My buddies had a cradle for theirs in the bow of the tender...


----------



## joedc34 (Jul 30, 2010)

Maddiedog,

How big is your tender? My buddy has a 20' Triton and the beam is 96''. We are able to put the layout in the stern end of the boat and it fits great on the back platform. The decoys are in the bow. The layout works great in the back because it doesn't rub on or bang against the gunwales when you're heading off in decent sized waves. I'm thinking that a rack would be the way to go but, for now it works well for us.


----------



## maddiedog (Nov 21, 2008)

How do you get it up on your tender? My layout boat weighs around 100 pounds and not bad with two people. I am just curious how you get it out of the water and on the boat. Even using elbow grease it seems like it would scrape the bottom of the layout. Tender is a 16 footer.


----------



## TSS Caddis (Mar 15, 2002)

maddiedog said:


> How do you get it up on your tender? My layout boat weighs around 100 pounds and not bad with two people. I am just curious how you get it out of the water and on the boat. Even using elbow grease it seems like it would scrape the bottom of the layout. Tender is a 16 footer.


Have your layout rack boards extend past the gunnels on your boat.


----------



## Dahmer (Jan 22, 2007)

TSS Caddis said:


> Have your layout rack boards extend past the gunnels on your boat.


This is what we did with Caddis's old boat. We mounted 4x4 across the gunnels and notched the middle's of the 4x4 so that the layout boat box sits in the notch. The ends of each 4x4 are cut on a angle to help pull the layout boat onto the rack. It works pretty slick.

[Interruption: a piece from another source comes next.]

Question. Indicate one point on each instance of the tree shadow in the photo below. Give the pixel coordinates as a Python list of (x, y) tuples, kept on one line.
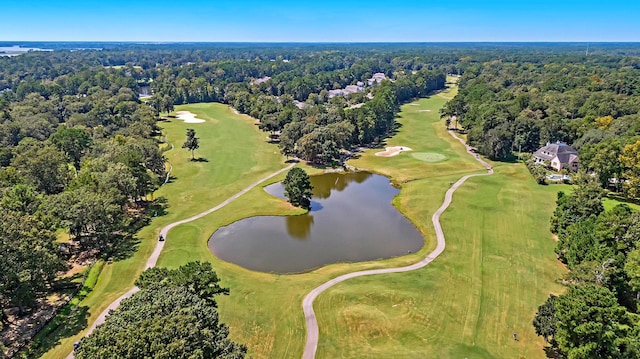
[(122, 247), (70, 321), (551, 352)]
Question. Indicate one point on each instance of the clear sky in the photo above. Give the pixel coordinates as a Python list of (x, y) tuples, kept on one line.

Hope this helps.


----------



## joedc34 (Jul 30, 2010)

Maddie,

A little elbow grease is usually needed. The UFO layout we use has handles on it which makes it easy to lift out of the water but there is some contact with the gunnels. The rack system that TSS Caddis and Dahmer show is pretty sweet. I really like the rack concept and I think it is a little more stable for transport than what we do. Good luck and let me know what you decide to do.


----------



## dubser31 (Jun 8, 2005)

Here is a pic when i am trailering it:










And here is the pic when we are on the water:










When pulling it up on the boat, get on the downwind side and drag the layout by the bridals, we use 2 people to lift it and get up on the boards, then the person in front climbs to the back of the boat and the other person can pull it the rest of the way by themselves.


----------



## TSS Caddis (Mar 15, 2002)

Dahmer said:


> This is what we did with Caddis's old boat. We mounted 4x4 across the gunnels and notched the middle's of the 4x4 so that the layout boat box sits in the notch. The ends of each 4x4 are cut on a angle to help pull the layout boat onto the rack. It works pretty slick. Hope this helps.



Ha ha, I see you sent 4 high on one side Man I'm going to miss being able to stack the decoys that many rows high!


----------



## maddiedog (Nov 21, 2008)

That is how I trailer mine just never tried getting it out of the water. My buddy and I are going to try something and test it on a little lake here in the next couple of weeks...we might end up trying this though. Sometimes keeping it simple is best!


----------